Much of the EURO 2016 tournament has been bland and uninspiring. Aside from a few stellar goals from big stars, and some late dramatics in penalty shootouts (Specifically the nine round blunderfest between Germany and Poland… NINE), the majority of the games were lackluster in quality and bereft of the excitingly cogent play we become used to seeing at the club level. There were some exceptions of course including Russia’s late equalizer against England in group play, Wales’ drubbing of Belgium in the quarters, and France shutting out the mighty Germans in the semis.
These international teams have little to no time to practice together and their training sessions/warm up games are crammed into the small gap between the end of the domestic seasons and the opening group stages of the tournament.

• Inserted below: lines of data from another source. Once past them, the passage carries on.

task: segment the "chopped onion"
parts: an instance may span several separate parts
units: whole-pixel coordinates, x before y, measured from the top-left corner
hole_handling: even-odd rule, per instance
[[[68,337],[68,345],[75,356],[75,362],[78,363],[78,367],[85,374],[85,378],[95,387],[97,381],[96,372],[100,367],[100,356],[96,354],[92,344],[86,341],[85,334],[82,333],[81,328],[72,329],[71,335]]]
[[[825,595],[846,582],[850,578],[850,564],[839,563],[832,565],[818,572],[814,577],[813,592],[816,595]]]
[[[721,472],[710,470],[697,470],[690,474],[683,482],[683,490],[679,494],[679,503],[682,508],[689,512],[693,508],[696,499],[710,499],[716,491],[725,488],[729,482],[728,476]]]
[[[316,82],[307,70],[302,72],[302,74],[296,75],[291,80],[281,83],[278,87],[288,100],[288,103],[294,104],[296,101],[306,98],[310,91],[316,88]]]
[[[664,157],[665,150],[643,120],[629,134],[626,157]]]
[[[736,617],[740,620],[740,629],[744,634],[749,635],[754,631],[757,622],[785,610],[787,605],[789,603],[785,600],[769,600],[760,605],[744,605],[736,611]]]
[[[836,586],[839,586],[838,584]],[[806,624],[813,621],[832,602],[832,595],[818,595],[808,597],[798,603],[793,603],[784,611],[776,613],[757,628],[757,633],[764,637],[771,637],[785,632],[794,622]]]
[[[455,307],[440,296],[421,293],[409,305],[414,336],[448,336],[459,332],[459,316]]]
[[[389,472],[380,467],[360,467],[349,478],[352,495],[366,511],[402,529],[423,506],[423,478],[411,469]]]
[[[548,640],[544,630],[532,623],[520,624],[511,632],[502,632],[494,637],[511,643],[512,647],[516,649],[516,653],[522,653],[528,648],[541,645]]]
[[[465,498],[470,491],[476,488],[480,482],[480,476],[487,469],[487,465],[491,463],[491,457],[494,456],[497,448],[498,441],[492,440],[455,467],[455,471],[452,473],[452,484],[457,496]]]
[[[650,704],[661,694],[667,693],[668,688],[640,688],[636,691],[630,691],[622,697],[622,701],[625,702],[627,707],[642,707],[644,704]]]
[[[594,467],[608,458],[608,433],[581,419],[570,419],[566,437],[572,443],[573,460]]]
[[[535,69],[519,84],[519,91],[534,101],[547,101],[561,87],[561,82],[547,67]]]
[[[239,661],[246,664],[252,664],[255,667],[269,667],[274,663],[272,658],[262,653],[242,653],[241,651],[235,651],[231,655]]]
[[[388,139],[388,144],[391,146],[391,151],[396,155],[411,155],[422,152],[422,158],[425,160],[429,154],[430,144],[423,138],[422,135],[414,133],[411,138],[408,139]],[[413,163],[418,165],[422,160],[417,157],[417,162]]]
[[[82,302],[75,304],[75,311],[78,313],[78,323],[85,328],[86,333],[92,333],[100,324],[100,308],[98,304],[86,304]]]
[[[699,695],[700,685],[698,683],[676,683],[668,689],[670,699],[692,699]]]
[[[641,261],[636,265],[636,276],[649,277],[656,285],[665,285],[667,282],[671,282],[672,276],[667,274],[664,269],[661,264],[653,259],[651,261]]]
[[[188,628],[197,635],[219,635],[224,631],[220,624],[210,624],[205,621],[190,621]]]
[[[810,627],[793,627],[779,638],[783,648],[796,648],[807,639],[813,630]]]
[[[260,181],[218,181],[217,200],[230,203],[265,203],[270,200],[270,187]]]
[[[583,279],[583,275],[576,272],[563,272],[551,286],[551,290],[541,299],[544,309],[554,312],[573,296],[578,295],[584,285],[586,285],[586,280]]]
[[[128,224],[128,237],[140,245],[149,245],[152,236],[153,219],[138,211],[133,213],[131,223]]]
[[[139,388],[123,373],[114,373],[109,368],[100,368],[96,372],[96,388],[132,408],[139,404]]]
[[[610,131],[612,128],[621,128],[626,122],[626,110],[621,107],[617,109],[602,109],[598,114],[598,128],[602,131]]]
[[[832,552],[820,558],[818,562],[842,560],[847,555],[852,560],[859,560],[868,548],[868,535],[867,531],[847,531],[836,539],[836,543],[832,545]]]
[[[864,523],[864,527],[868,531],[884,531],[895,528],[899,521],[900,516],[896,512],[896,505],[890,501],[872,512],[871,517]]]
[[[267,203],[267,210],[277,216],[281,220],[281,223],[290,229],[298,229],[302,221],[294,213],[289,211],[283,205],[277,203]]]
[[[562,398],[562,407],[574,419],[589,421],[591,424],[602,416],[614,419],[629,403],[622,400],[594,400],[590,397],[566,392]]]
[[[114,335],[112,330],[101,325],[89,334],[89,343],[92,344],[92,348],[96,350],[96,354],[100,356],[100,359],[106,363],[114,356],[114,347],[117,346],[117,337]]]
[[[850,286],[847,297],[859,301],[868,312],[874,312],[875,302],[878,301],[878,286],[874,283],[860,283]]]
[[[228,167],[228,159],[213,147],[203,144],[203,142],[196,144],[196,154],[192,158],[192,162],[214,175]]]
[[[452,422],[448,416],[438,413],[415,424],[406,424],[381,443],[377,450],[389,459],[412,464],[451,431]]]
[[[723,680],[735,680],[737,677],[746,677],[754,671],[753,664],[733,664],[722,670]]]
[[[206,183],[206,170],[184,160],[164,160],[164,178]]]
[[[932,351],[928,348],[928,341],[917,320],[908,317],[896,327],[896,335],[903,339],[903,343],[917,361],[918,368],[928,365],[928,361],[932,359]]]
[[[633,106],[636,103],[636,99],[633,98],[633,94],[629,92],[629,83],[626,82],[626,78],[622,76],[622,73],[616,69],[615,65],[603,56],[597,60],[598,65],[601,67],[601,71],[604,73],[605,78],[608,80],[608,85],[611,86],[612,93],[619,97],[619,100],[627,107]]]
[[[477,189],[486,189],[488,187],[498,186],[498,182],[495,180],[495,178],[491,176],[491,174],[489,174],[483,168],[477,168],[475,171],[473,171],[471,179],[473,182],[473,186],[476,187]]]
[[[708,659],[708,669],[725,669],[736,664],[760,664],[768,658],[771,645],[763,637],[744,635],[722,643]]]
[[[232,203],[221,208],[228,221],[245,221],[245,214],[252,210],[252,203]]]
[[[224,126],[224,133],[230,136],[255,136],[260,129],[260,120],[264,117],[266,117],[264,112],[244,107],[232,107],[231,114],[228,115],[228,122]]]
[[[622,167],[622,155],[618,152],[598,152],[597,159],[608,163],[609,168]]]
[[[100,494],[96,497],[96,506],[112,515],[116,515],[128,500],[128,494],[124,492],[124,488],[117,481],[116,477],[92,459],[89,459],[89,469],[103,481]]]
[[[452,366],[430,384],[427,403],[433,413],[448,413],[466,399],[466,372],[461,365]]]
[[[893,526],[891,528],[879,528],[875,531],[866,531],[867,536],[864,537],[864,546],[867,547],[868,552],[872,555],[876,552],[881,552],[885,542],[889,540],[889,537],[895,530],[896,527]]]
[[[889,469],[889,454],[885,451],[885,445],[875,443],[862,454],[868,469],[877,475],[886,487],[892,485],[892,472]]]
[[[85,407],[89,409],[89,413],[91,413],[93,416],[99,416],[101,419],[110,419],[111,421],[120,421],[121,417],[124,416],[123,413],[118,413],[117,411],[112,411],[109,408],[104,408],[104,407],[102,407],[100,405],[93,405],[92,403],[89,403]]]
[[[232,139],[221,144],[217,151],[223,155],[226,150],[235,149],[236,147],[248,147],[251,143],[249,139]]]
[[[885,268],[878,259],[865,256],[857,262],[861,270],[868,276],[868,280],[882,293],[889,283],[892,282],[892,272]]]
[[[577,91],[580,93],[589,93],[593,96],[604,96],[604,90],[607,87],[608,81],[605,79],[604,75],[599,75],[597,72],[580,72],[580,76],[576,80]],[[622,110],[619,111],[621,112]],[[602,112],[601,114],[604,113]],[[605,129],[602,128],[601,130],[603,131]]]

What we are left with are teams with a hodge podge of one or two great players matched with an amalgam of less talented teammates (Read: Wales, Poland), or teams with a group of individually very talented players who are not used to playing with each and which eventually spell doom for their title hopes (Sorry Belgium and England). It’s not the most riveting of soccer, yet it’s still compelling in that teams are forced to figure out on the fly how to play against opponents who are in the same exact position they are. It’s like being woken up from a peaceful slumber and being handed a very long difficult exam that you haven’t studied for. At first, you are going to make stupid mistakes, but as the test goes on and your sleepy brain starts to rev up, you’re able to salvage a passing grade (at least some folks are; RIP Ukraine).
That is how I would grade Portugal in this tournament. Not perfect, not the most inspiring of play, but they did just enough to get through the group stages (on three straight draws), and began to gain steam and confidence as they played through the knockout rounds and into the final. It’s of course worth noting that they drew the noticeably easier side of the bracket, but you still have to win the games to earn a berth in the championship. And they did just that.
Their scrappiness culminated in a monumental test against the red hot Les Bleus who appeared ready to win their first European championship since 2000. With golden boot winner Antoine Greizmann in tow the French had bested the Cinderella Icelanders and reigning World Cup champion Germans. All of this at home in front thousands of screaming fans. But it was not to be.
The Ronaldo injury so early in the game really seemed to take the wind out of the sails of a highly anticipated final. I respect the hell out of Cristiano for toughing it out for almost 20 minutes after being injured, but you could just tell he was in no way able to be the player we’ve come to know and love (or revile depending on where you’re sitting). Say what you want about the man, but few players would have tried to gut out an injury like that. You could tell by his face how much he wanted this game and it was devastating to see him finally take himself out halfway through the first 45.The unheralded Eder scored on a very Ronaldo-like goal and pushed Portugal to their first ever international hardware.
It was so fitting and really a snapshot of this entire tournament encapsulated in a single game for Portugal to lose their best player (let alone the best player in the world) and show so much character to find a way to win against a decidedly superior side in France. They weren’t the “best” team. They didn’t play perfect football all of the time. They made mistakes. But in the end they fought through adversity (and some fortuitous shots off the post) to eek out a win. Ronaldo may not have play for the majority of the final, but his team raised their play in his absence and gave their country a victory that will not soon be forgotten.